"Mademoiselle de La Tour-d'Adam is ill."

The musicians stopped playing. Gaston rushed to his cousin. Louise was the first to take in hers Eve's ice-cold hands; she could not refrain from pressing them to her lips.

Eve soon opened her eyes, saw Louise on her knees, Gaston at her side, smiled on them with angelic sweetness, and addressing herself to the young girl:

"You do not know me," she said, "but I wish you to be my friend. You will come to see me, will you not?"

The little branch of jasmine which Eve had taken from her own forehead remained in Louise's hands. Madame du Castellet, aided by her nephew, carried away Eve de la Tour-d'Adam.

A few minutes after Louise was conducted home.
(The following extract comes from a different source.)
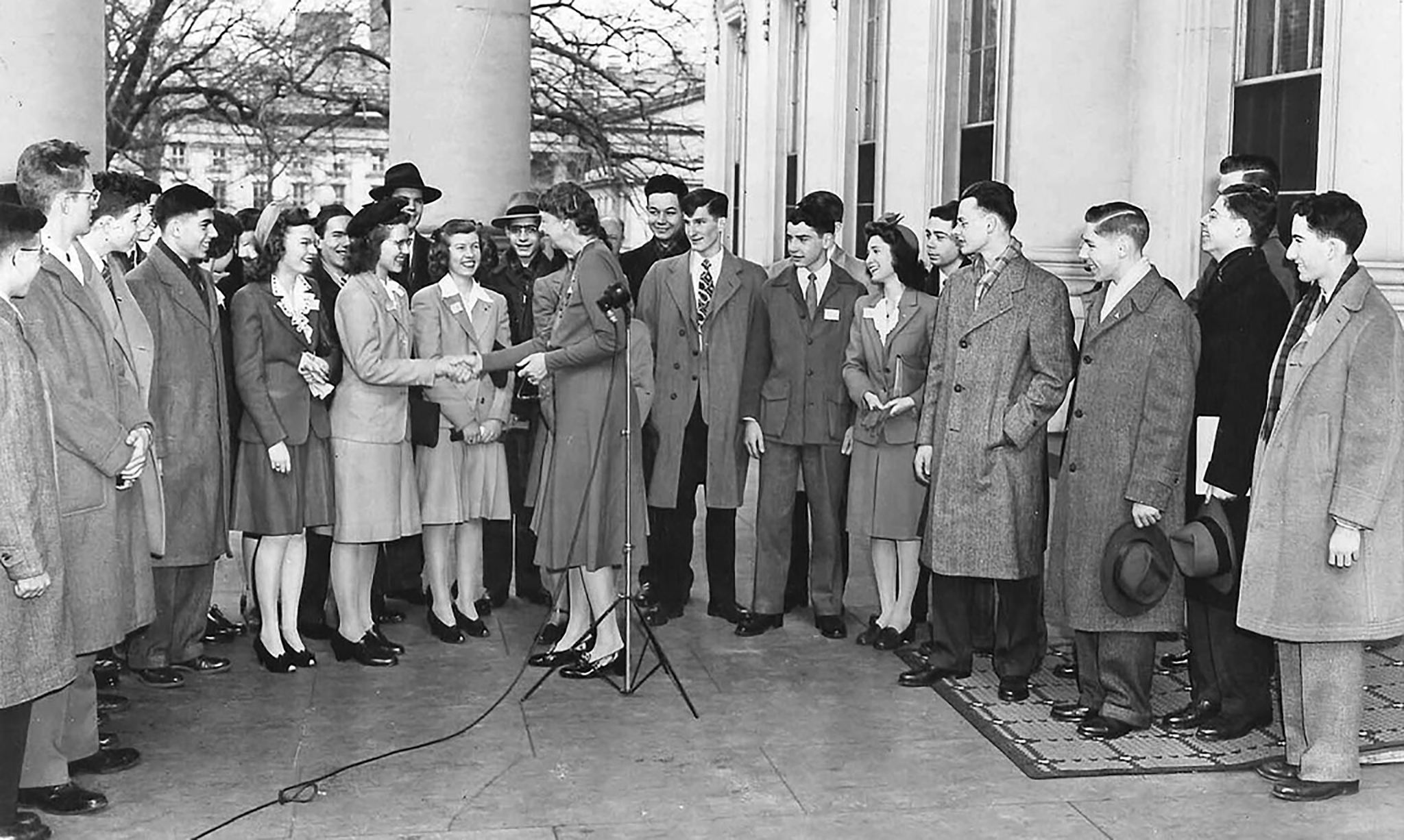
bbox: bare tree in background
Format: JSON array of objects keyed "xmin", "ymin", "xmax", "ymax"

Clarisse Dufresnois did not fail to attribute Eve's fainting to the desire of appearing interesting; this was at least the version which she gave to the young ladies Suzanne, Valerie, Lucienne, and Albertine, but the supposition which she expressed to the Vicomte de la Perlière, the object of her seventh matrimonial dream, was less inoffensive.

[{376}]

"Mademoiselle de La Tour-d'Adam," said she, "was taken ill of jealousy and vexation, on remarking her cousin's attention to Mlle, de Rouvray's protégé. "

She enlarged on this theme with so much wit, that the Vicomte de la Perlière, a man of sense who did not lack heart, forgot at the end of the winter to propose to her. The autumn following he asked and obtained Leonore's hand, which did not prevent Clarisse from being more witty than ever.